The cell division cycle 25 (CDC25) families of proteins is a group of highly conserved dual-specificity phosphatases. There are three isoforms: CDC25A, CDC25B and CDC25C. They are key regulators of normal cell division and the cell response to DNA damage, and play a fundamental role in transitions between cell cycle phases during normal cell division, via the activation of CdK/cyclin complexes. Their abnormal expression, detected in a number of tumors, often correlated with a poor clinical prognosis, implies that their dysregulation is involved in malignant transformation [30]. In the context of the progression of cell division, the A and B isoforms of CDC25 have been reported as potential oncogenes, being overexpressed in more than ten types of human cancer, including prostate and breast cancers, as well as vulvar squamous cell carcinomas. In contrast, CDC25C is expressed at a far lower level in a limited number of tumors [30].

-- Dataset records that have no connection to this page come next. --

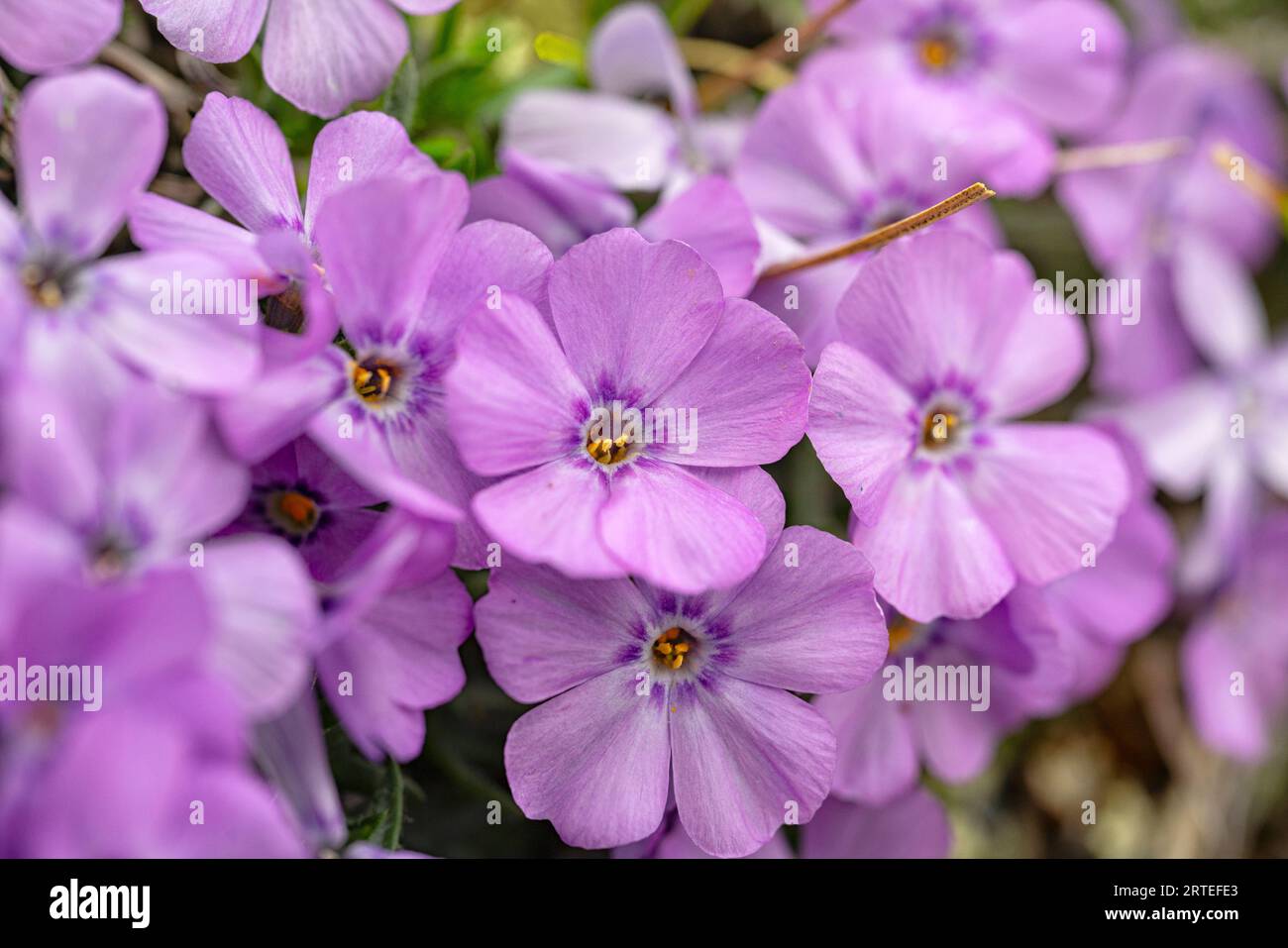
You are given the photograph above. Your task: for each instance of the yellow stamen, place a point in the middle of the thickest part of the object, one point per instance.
(42, 286)
(901, 630)
(299, 509)
(608, 451)
(671, 647)
(374, 381)
(938, 428)
(938, 53)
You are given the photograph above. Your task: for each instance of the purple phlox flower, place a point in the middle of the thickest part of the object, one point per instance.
(1057, 62)
(1189, 230)
(1218, 432)
(240, 156)
(605, 417)
(608, 134)
(911, 414)
(825, 162)
(53, 290)
(402, 278)
(670, 841)
(913, 826)
(565, 207)
(645, 690)
(393, 620)
(160, 768)
(931, 703)
(124, 480)
(317, 55)
(1121, 592)
(1234, 659)
(304, 497)
(47, 35)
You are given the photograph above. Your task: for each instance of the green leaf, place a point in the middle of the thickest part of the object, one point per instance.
(559, 51)
(400, 97)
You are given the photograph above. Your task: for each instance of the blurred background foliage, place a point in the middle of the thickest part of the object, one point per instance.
(1131, 750)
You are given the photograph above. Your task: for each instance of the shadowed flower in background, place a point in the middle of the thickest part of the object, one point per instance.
(318, 54)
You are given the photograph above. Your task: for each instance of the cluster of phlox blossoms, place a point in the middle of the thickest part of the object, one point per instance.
(307, 437)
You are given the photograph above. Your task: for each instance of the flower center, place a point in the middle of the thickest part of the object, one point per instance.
(44, 285)
(901, 633)
(608, 451)
(673, 647)
(292, 511)
(374, 378)
(939, 428)
(938, 52)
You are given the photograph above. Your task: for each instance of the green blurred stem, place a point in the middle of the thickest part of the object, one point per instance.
(393, 828)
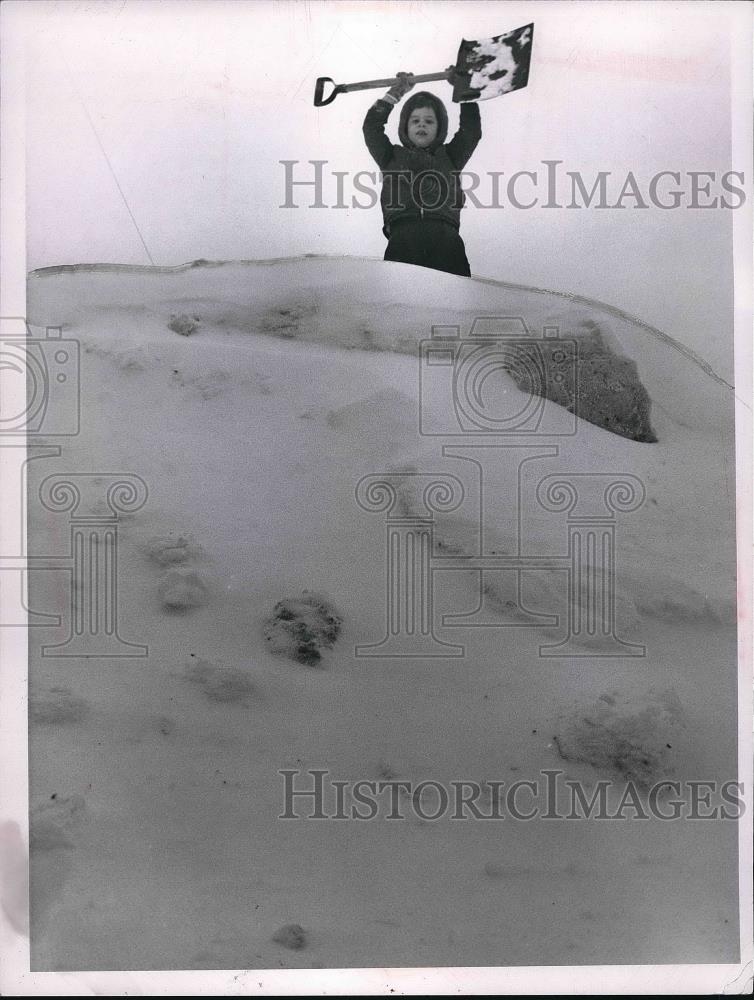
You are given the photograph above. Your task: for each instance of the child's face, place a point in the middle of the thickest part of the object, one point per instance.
(422, 127)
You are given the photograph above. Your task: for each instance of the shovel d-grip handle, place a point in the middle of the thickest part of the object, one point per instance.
(319, 89)
(346, 88)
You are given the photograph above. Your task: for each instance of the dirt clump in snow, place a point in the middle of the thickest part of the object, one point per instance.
(291, 936)
(301, 627)
(219, 683)
(182, 589)
(581, 372)
(183, 324)
(58, 706)
(630, 740)
(165, 550)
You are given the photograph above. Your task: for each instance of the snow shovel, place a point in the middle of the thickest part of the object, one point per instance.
(483, 69)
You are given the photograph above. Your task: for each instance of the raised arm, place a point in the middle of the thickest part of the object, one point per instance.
(377, 142)
(466, 139)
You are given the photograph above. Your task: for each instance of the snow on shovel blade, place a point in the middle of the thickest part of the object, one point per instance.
(493, 66)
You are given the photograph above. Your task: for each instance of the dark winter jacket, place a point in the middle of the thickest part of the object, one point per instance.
(422, 183)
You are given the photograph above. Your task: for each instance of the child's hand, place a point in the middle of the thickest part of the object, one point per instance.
(401, 87)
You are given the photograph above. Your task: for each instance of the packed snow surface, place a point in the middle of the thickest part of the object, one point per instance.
(252, 399)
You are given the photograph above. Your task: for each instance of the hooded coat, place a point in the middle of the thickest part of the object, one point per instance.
(421, 183)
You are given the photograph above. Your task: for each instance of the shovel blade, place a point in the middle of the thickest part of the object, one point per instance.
(493, 66)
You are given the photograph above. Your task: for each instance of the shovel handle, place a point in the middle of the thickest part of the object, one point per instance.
(347, 88)
(319, 90)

Module analysis showed that the modules containing the down-regulated DEGs were related with lipid metabolic process and cytoskeletal structure. The modules containing up-regulated DEGs were related with signal transduction. In the last decade, the altered lipid metabolism has increasingly been recognized as another common property of malignant cells [31,32]. Like glucose metabolism, lipid metabolism in cancer cells is also regulated by the common oncogenic signaling pathways, and is believed to be important for the initiation and progression of tumors [32]. Some newly generated lipids molecules, such as phosphatidic acid (PA), diacylglycerol (DAG), and lysophosphatidic acid (LPA), also mediate signal transduction in cancer cells [32]. These lipids regulate a variety of cellular functions including cell proliferation, survival and migration by either activating other signaling proteins inside the cells, or binding to a series of G protein-coupled receptors (GPCRs) on the cell surfaces. It has been reported that inhibitors of lipid metabolic pathways, particularly drugs targeting the mevalonate pathway, have been suggested to be valuable in enhancing the effectiveness of epidermal growth factor receptor-tyrosine kinase inhibitors (EGFR-TKIs) [33]. On the other hand, oncogenic signaling pathways can regulate lipid metabolism at multiple steps, including transcriptional, translational and post-translational levels.

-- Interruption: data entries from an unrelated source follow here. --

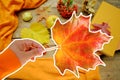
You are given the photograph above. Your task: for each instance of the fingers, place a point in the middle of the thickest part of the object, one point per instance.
(34, 52)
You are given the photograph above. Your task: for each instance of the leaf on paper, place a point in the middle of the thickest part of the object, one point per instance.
(37, 31)
(104, 27)
(77, 45)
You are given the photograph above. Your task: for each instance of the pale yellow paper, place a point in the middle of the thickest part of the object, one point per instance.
(111, 15)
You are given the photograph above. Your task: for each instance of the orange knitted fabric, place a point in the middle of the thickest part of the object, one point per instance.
(8, 63)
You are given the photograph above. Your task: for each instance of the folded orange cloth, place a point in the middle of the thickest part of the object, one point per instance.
(8, 63)
(8, 18)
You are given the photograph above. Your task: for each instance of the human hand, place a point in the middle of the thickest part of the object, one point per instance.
(26, 49)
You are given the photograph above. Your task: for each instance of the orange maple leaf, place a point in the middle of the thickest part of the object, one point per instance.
(77, 45)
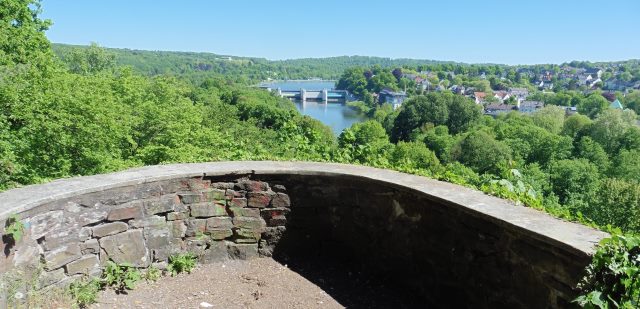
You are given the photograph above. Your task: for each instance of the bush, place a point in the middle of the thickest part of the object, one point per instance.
(184, 262)
(121, 277)
(85, 292)
(613, 278)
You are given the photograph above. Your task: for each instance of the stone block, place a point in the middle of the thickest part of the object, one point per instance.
(107, 229)
(84, 233)
(242, 251)
(131, 210)
(195, 227)
(91, 216)
(246, 236)
(157, 237)
(60, 238)
(231, 194)
(214, 195)
(280, 200)
(222, 185)
(176, 216)
(173, 246)
(216, 252)
(127, 247)
(204, 210)
(150, 221)
(165, 203)
(85, 265)
(249, 223)
(220, 234)
(47, 278)
(44, 223)
(219, 223)
(190, 198)
(90, 246)
(252, 185)
(27, 253)
(61, 256)
(275, 216)
(245, 212)
(238, 202)
(178, 228)
(259, 199)
(194, 184)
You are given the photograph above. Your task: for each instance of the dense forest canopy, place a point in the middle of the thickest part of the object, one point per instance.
(89, 110)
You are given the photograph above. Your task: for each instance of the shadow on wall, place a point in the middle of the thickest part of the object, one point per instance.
(372, 245)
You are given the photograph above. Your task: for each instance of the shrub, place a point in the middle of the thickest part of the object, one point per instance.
(184, 262)
(85, 292)
(613, 278)
(121, 277)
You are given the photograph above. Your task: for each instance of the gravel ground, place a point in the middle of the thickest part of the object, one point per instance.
(258, 283)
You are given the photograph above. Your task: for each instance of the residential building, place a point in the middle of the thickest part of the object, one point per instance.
(395, 98)
(528, 107)
(496, 109)
(479, 97)
(616, 105)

The cytoskeleton plays an important role in tumor cell progression and events such as migration and invasion, allowing the cells to adapt and survive in different microenvironments; compounds that regulate cytoskeleton organization have been used as cancer therapeutics [34]. On the other hand, the organization of the cytoskeleton affects cellular organization, adhesion complexes and polarity, and vesicular transports. Creekmore et al. demonstrate that cytoskeleton disorganization can have profound effects on the subcellular localization of important signaling intermediates, which ultimately may lead to modulated signaling pathways contributing to ovarian cancer development [4].

The complex molecular processes underlying the onset and development of epithelial ovarian cancer is only beginning to be unraveled. Our results indicate that cell cycles, lipid metabolic pathways, cytoskeleton changes and some signal transduction pathways are involved in the establishment and development of ovarian cancer. While many of these pathways have previously been either directly or indirectly implicated in ovarian cancer, detailed network analyses of our gene expression data led to the identification of linkages between these pathways attributable to the altered expression of key regulatory genes.

Synopsis

Our results indicate cell cycles, lipid metabolic pathways, cytoskeleton changes and some signal transduction pathways are involved in the establishment and development of ovarian cancer.

Competing interest

All authors have no conflict of interest to declare.

Authors’ contributions

HCY and JLV articipated in the design, analyses and data interpretation and drafted the manuscript. JL and QY helped to retrieve pathologic and clinical information and provide valuable insight during manuscript preparation. All authors read and approved the final manuscript.